In SketchUp for Mac OS X, the EPS and PDF Export Options dialog boxes offer the same options

When you select PDF or EPS as the format for your exported 2D graphic, you have the following options in the Export Options dialog box that appears:

  • In the Image Size area, select the Match View Size checkbox if you want the width and height of your exported image to correspond to the on-screen dimensions. When Match View Size is deselected, you can enter your own width or heigh value in the respective boxes. By default, SketchUp maintains the image’s aspect ratio (so entering a width changes the height and vice versa), but you can click the chain icon to enter custom values in each box. Note that changing the aspect ratio distorts your image.

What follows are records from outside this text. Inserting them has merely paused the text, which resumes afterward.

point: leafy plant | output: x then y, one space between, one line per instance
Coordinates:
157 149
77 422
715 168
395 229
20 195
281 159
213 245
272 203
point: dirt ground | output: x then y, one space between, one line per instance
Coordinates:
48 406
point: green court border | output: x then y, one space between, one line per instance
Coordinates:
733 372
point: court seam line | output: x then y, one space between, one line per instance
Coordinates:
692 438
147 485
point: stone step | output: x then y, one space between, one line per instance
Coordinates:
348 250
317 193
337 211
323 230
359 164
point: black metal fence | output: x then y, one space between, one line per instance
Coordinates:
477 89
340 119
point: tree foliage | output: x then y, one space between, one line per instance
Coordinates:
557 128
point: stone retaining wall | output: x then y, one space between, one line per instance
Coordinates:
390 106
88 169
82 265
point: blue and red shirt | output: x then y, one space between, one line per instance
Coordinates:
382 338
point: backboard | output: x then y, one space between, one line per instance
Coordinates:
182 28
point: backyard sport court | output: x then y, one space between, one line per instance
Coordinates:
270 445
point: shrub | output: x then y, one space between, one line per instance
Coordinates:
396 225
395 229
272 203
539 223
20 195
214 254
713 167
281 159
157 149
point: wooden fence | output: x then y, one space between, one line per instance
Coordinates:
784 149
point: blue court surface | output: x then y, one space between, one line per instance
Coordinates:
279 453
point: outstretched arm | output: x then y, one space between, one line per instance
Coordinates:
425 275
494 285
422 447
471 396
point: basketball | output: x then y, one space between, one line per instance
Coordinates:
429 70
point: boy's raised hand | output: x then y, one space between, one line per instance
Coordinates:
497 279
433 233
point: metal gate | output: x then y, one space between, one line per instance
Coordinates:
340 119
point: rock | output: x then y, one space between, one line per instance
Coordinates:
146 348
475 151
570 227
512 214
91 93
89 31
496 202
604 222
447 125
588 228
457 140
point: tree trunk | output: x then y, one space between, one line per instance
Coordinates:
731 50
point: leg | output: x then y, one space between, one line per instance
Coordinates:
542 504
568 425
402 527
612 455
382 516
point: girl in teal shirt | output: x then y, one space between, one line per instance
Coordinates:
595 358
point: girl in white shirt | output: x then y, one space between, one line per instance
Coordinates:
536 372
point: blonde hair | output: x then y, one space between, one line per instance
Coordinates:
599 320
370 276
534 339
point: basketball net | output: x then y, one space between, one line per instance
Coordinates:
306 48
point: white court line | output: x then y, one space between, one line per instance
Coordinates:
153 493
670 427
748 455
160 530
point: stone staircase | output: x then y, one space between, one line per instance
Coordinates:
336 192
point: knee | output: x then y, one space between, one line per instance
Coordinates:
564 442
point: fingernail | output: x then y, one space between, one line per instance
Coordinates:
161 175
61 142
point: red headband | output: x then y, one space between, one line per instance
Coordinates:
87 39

  • In the Image Scale area, you can set a scale if your model camera is set to Parallel Projection and you select one of the standard views from the Camera > Standard Views submenu. The first measurement, labeled In Image, is the measurement of the exported geometry. The second measurement, labeled In Model, is the actual measurement of the object in real scale. For example, you might enter 1" inch in In Image and 4’ in In Model to create a 1:4 scale.
  • In the Line Quality area, enter a value in the Line Weight box to set a value for all profile line weights.